В кармане у Владо скребется еще один жук. Он незаметно пускает его в парту своего соседа Ферианца. Жук вылезает из парты и падает на пол.
— Нет, нет, пан учитель, — плачущим голосом говорит Ферианц, увидев у себя под ногами жука, — это не я их принес. Честное слово, это не я…
— А кто же тогда? — ударяет его подошедший учитель. — Святой дух?
Сознаться? Владо колеблется. В прошлый раз он разбросал по классу чихательный порошок и получил за это десять ударов палкой по мягкому месту.
Он смотрит на стул, поставленный вместо скамьи для наказаний, и затем на учителя. В нем закипает злость. Но он молчит, а учитель тем временем уже тащит за ухо Ферианца:
— Так говори, разбойник, это ты?..
— Нет, не я, пан учитель, не я!
Ферианц уже заливается слезами. Владо скрипит зубами: сейчас накажут невинного. Сознаться? Поднять руку? Но два озорства подряд — это слишком много. Ему здорово досталось бы: сначала скамья с розгами, потом дисциплинарное взыскание, сидение в школе после уроков… С Ферианцем поступят мягче, у него не было раньше провинностей.
— На скамью! — командует учитель, держа Ферианца за воротник.
Ферианц спускает брюки. Владо считает удары, всхлипывания соседа. Он злится на себя: бьют его одноклассника! Каждый удар Владо воспринимает как будто бьют его. Сознаться? Сейчас это уже бессмысленно. Ферианц получил свое, ему уже не поможешь. Зачем же ложиться еще самому на скамью? И у него не хватило мужества сказать тогда своему школьному товарищу: «Не сердись на меня, это я все устроил, ты поплатился за меня, я побоялся сознаться».
«Если останусь жив, то после войны разыщу его и скажу ему все. Неважно, что с того времени прошло одиннадцать лет», — думал Владо.
Как каждый молодой человек, он преувеличивает переживания детства, и история с майскими жуками кажется ему мучительной и грязной. Он забывает, что был тогда ребенком; стыдится самого себя, сердится и спрашивает: «Разве я лучше, чем Гудак?»
Ему немного смешно: как будто бы он исповедовался. Искупил вину, успокоился, тысячу раз искупил.

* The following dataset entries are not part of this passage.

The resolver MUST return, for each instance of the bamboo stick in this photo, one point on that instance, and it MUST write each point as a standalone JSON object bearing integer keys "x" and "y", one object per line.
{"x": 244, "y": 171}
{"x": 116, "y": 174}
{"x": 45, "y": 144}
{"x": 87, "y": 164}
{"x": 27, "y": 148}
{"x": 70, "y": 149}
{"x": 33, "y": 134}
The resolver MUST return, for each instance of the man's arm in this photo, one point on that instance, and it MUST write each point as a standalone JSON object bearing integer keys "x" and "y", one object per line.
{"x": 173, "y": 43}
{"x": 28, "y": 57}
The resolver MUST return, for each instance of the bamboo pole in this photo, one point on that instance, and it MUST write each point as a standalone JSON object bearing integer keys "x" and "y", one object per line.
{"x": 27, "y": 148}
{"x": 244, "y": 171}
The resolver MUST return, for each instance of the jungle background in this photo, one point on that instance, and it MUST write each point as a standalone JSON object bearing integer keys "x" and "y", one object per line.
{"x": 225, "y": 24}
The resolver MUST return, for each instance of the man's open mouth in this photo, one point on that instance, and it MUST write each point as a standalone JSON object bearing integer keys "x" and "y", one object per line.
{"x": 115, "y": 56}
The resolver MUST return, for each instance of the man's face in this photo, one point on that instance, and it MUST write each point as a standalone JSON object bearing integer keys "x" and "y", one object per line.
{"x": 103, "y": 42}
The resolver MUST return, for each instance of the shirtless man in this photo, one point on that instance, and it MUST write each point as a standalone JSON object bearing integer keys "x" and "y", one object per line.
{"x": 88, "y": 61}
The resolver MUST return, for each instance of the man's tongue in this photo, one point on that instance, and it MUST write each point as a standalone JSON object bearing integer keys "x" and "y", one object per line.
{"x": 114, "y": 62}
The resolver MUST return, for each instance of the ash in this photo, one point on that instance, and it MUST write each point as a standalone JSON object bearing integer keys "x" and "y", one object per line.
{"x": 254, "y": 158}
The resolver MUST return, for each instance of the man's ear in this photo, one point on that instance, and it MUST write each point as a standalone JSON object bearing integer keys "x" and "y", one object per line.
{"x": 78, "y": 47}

Но все равно грустно.
Еще был случай, когда он вел себя нечестно, но об этом не знает даже Ела. Владо вспоминает черноглазую Ганку, ее горячие руки, сжатые красные губы. Все это сейчас вдруг потеряло свою прелесть, словно смылось весенними водами…
Владо сидит и пишет письмо. Он якобы узнал, что Ганка встречается с другим. Она была в кино и целовалась, в то время как он корпит над книгами перед экзаменами. Он никогда не скажет ей, кто ему это сообщил, но человек этот — его верный друг. Когда-то у них с Ганкой было все прекрасно, но потом их счастливые деньки прошли и уже никогда не вернутся. Никогда. Он будет о ней хорошо вспоминать, а сейчас дает ей полную свободу. С богом!
— С богом, Ганка, — говорит он и краснеет. Он хотел избавиться от нее легко и безболезненно и поэтому придумал все ее «измены» сам. Но о ней он никогда ничего плохого не слышал.
Звучит выстрел. Владо вздрагивает. В глазах надежда: неужели партизаны? Нет, выстрел единичный, звук его умирает далеким эхом.
— Не попал, — слышит Владо голос немца, — ты плохо целился.
— Она убежала.
«Наверное, лань или серна, — думает Владо. — Даже животных они не щадят. Опустошают все. Если им окажешь сопротивление, они убьют тебя. Нельзя даже сказать, что они не имеют права грабить и убивать. Они не понимают, что правда их переживет. Да, правда».